Angola Faces Inflation Risks Despite Rising Oil Prices Amid Middle East Conflict

Angola Faces Inflation Risks Despite Rising Oil Prices Amid Middle East Conflict

Rising Global Oil Prices Boost Angola’s Revenue but Threaten Inflation, Says Minister

Angola could benefit from rising global oil prices due to the ongoing conflict in the Middle East, but the country also faces potential inflationary pressures from higher import costs, the Minister of State for Economic Coordination, José de Lima Massano, warned on Friday.

Speaking at the first edition of the conference “Radar Africa – Angola’s Paths” in Lisbon, organized by Jornal de Negócios, Massano said that in the short term, rising oil prices are positive news for oil-exporting countries.

“These are interesting developments, but we must wait to see how they impact us. The rise in oil prices could be temporary or persist in the medium to long term, and we will need to adjust accordingly,” Massano said, referring to price increases triggered by the war in Iran and escalating tensions across the Middle East.

However, the minister cautioned that Angola, which continues to rely heavily on imports for essential goods, could see negative effects on domestic inflation, which remains in double digits.

Angola’s budget for 2026 projected an average oil price of $61 per barrel, but following the recent conflict involving the United States and Israel’s attack on Iran, prices surged past $87 per barrel.

“At the time we prepared the General State Budget, forecasting $61 per barrel was already bold given the external environment.

Now, in the first quarter, prices have exceeded $80 per barrel,” Massano noted.

Angola’s economy still relies heavily on oil, which accounts for roughly 90% of foreign currency generation. However, the minister highlighted that the sector’s relative weight in the overall economy is declining thanks to ongoing economic diversification efforts.
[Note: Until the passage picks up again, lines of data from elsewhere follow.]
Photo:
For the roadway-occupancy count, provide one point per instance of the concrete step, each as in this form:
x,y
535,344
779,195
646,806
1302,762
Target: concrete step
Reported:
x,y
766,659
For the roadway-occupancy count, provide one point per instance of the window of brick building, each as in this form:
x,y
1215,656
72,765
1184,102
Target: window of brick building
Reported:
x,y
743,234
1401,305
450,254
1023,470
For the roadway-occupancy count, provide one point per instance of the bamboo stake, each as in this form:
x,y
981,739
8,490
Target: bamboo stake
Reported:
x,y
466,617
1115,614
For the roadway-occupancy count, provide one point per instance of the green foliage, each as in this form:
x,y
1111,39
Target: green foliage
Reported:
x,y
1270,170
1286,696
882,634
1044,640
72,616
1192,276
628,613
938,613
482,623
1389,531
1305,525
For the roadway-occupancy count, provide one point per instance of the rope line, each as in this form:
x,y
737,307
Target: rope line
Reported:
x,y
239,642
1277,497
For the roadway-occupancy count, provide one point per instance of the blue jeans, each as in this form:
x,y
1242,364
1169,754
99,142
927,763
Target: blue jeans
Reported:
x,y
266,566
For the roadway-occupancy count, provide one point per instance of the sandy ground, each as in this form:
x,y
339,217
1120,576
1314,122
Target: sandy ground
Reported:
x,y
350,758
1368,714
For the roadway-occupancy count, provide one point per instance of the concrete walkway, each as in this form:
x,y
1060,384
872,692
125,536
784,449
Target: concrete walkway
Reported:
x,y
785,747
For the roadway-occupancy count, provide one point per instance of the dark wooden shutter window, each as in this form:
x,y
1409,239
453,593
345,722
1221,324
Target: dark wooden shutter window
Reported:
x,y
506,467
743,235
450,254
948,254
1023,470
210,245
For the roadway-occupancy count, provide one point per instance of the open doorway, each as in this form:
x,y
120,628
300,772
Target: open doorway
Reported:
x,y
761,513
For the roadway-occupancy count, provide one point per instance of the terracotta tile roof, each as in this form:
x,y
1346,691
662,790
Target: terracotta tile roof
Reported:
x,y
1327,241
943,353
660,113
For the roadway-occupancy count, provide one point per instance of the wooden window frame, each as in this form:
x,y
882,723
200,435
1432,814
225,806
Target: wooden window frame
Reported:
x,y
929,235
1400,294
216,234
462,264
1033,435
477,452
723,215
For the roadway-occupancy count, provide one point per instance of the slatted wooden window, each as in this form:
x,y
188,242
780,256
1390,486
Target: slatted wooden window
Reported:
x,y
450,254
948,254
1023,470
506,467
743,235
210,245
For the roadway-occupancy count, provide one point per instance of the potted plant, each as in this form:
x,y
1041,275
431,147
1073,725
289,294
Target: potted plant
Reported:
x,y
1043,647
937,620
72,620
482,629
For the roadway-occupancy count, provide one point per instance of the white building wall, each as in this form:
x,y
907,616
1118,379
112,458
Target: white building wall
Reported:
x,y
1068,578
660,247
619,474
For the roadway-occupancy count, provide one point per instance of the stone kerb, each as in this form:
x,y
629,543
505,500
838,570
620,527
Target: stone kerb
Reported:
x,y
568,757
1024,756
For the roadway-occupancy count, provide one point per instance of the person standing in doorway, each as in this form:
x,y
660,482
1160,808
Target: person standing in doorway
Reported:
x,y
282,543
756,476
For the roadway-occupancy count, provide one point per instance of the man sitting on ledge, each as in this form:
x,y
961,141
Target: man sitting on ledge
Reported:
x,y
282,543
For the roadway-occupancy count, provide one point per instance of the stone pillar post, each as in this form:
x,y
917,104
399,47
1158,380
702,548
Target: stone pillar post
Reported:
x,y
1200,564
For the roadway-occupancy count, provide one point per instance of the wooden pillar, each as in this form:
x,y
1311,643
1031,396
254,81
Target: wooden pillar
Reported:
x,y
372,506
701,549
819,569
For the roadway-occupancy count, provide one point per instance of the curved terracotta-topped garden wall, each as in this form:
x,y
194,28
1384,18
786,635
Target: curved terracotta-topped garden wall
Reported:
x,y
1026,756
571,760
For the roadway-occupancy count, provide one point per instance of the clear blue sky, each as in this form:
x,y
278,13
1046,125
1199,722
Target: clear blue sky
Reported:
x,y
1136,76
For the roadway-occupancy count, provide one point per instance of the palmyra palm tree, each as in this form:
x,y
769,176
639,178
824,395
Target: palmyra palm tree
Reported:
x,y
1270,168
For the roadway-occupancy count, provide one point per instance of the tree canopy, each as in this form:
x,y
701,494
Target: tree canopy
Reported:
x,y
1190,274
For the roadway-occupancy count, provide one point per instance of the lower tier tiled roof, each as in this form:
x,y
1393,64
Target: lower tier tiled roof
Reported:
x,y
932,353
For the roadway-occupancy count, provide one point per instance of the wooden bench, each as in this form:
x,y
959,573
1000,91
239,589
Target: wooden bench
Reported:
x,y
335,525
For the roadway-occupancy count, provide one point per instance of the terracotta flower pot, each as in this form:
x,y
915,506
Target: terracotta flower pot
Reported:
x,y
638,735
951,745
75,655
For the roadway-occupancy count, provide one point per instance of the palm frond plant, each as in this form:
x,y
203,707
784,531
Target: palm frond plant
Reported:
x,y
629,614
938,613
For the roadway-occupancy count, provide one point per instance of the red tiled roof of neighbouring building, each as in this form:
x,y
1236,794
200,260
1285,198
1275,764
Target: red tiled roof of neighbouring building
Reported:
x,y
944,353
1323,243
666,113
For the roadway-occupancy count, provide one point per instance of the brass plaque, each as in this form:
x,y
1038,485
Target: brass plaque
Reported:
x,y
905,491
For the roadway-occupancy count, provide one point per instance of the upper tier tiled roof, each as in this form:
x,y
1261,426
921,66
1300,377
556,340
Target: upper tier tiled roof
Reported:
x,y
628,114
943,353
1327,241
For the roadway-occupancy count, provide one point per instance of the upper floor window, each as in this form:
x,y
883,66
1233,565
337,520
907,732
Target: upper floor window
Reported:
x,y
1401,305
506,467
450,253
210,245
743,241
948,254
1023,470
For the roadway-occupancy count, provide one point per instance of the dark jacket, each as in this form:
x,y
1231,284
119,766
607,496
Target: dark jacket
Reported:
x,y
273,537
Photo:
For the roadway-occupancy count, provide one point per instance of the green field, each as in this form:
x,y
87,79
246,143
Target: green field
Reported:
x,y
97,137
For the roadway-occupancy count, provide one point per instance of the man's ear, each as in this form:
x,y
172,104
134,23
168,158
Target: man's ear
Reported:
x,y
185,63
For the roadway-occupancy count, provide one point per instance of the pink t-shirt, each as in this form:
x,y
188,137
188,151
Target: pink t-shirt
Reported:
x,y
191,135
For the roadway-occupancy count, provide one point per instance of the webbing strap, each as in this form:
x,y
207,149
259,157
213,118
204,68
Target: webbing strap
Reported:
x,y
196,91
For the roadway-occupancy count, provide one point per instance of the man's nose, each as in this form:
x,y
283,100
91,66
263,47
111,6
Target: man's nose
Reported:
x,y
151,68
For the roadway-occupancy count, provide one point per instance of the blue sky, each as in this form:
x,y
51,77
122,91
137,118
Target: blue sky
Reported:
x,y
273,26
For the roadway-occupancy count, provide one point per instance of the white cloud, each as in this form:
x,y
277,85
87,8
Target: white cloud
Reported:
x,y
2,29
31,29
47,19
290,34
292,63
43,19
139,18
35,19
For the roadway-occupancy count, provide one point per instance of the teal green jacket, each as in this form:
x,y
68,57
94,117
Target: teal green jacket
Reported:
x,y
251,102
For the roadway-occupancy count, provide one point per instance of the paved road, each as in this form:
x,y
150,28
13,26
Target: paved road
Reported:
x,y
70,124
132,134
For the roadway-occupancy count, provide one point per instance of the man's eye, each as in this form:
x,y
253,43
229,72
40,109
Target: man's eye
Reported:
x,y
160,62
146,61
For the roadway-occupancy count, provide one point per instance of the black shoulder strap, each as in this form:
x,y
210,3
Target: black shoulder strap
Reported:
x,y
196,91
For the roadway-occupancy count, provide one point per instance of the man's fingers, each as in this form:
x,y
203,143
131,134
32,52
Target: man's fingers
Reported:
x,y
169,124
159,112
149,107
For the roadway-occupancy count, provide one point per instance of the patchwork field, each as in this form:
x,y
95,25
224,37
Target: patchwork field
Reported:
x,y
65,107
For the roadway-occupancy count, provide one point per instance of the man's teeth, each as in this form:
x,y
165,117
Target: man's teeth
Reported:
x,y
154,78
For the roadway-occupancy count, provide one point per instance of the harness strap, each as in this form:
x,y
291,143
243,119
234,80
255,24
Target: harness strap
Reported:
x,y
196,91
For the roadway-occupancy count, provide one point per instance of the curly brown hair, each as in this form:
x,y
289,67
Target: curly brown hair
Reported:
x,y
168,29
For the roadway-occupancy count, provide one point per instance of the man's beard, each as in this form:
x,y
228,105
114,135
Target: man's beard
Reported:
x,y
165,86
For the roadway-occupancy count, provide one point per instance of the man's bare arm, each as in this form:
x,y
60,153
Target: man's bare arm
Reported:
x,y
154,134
“The latest data for 2025 shows the non-oil sector now dominates the economy, contributing nearly 80% of GDP, while oil accounts for 19.5%.

Agriculture, which was once marginal, is growing rapidly and now has a GDP share comparable to the oil sector,” he said.

Massano’s comments underscore the dual impact of global energy shocks on Angola: higher revenues from oil exports but potential inflationary challenges, reinforcing the importance of continued diversification to strengthen economic resilience.